Military forces typically have rather boring and unproductive months or years until suddenly they are faced with terrifying combat situations. Having them do something useful while they wait to fulfill the combat role is good for all concerned. At most only about one of every 10 soldiers actually has a direct combat job. The other nine transport, feed, clothe, and otherwise support that single combatant. Thus conducting a humanitarian mission allows the 90 percent to practice their jobs under ``real'' circumstances similar to what combat would be like.
Our forces are paid, fed, and given resources for training every day; why not use these well-equipped, fast-reacting, talented groups to meet human needs?

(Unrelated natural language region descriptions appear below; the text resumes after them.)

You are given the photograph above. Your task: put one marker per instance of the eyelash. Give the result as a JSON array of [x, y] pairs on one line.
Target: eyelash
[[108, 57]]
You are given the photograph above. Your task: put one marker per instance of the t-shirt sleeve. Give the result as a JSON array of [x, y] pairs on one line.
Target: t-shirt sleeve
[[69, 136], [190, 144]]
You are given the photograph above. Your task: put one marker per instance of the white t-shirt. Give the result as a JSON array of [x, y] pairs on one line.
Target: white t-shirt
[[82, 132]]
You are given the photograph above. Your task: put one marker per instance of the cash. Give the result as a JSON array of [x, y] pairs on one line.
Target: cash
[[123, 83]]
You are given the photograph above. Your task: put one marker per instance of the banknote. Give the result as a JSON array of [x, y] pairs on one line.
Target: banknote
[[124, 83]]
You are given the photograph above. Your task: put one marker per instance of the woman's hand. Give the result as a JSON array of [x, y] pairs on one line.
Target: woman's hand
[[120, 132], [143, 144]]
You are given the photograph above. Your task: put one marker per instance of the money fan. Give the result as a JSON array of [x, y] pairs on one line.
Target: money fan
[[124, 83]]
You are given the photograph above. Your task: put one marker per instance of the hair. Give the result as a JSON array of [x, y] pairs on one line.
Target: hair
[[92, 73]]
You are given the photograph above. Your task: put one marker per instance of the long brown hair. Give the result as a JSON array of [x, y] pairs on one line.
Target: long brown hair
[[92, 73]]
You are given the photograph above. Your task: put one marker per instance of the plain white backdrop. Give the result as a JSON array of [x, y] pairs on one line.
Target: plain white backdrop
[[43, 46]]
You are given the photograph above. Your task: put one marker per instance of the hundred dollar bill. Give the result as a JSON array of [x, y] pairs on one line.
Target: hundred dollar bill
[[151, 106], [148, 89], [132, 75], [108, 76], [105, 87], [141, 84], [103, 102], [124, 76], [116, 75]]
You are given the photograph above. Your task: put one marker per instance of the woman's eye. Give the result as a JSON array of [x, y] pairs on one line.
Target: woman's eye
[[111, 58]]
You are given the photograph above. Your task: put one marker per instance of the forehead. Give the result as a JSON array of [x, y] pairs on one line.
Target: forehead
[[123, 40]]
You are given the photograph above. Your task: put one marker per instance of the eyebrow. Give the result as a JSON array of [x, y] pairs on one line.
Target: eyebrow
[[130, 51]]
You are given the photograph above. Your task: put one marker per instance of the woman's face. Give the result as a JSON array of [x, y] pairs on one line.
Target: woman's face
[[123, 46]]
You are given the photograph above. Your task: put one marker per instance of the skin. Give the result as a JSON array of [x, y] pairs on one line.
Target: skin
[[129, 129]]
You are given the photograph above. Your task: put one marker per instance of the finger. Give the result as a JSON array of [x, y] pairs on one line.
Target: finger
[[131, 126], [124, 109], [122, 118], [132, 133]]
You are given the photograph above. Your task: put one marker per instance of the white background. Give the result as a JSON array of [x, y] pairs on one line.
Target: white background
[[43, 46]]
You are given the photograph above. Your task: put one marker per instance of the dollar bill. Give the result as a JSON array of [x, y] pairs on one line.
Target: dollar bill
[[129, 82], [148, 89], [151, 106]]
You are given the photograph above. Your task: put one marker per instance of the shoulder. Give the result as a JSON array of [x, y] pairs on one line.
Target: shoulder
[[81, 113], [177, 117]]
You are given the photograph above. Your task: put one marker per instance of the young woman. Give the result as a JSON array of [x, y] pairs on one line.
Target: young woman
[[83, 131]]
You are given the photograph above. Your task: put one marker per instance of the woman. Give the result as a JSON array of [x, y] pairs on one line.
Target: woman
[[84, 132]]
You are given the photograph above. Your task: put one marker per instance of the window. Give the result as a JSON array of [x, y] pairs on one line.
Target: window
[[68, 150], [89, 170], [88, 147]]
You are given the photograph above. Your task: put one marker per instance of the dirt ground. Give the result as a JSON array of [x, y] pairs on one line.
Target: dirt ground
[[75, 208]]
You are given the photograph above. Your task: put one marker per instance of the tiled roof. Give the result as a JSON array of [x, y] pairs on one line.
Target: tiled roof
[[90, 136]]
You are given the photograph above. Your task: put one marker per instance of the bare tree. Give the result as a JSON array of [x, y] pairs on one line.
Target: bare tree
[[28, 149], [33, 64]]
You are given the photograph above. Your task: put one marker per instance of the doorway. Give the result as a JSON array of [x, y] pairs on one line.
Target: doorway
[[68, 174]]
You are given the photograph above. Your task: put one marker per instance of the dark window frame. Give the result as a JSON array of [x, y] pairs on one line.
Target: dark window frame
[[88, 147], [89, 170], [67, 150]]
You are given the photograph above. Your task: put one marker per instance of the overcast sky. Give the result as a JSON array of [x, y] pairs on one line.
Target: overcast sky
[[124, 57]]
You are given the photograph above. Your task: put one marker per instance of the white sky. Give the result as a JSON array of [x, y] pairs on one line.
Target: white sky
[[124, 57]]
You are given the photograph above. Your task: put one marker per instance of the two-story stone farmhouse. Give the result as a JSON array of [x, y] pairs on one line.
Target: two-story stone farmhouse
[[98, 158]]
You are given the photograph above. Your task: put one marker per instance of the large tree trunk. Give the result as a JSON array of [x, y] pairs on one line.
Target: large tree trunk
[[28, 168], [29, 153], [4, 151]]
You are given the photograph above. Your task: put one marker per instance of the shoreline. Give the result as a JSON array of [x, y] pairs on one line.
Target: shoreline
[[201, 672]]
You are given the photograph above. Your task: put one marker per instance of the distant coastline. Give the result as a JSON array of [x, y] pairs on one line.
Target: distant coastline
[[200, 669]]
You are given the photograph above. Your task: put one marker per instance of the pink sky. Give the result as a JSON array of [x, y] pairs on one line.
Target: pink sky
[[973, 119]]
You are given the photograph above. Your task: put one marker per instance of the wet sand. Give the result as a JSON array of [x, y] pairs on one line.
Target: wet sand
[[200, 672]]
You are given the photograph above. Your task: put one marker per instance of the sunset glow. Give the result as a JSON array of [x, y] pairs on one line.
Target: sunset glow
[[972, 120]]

The author also mentions not getting involved with the brutish actions within another culture. That is not a defensible argument given that small threats can multiply into huge problems if left unchecked.
It is often only a very small, powerful elite exercising the destructive manipulation within a country. The challenge is to neutralize that negative influence peacefully while helping common people who are caught up in forces they cannot control or escape.
Is there a role in that for the US military? I believe so. Early, sharp reaction - perhaps destruction of a token economic target without loss of life - may have reduced or halted Serbian aggression.
Haiti is another case where the mass of people are victimized by a few. Had our recent contingent of trainers and helpers been escorted by a small combat force, that country could now be functioning with its elected government in place.
The role of the military in the future will probably involve little of ``Desert Storm'' and lots of Serbia/Somalia/Haiti situations. Robert M. Gregson, Vashon, Wash.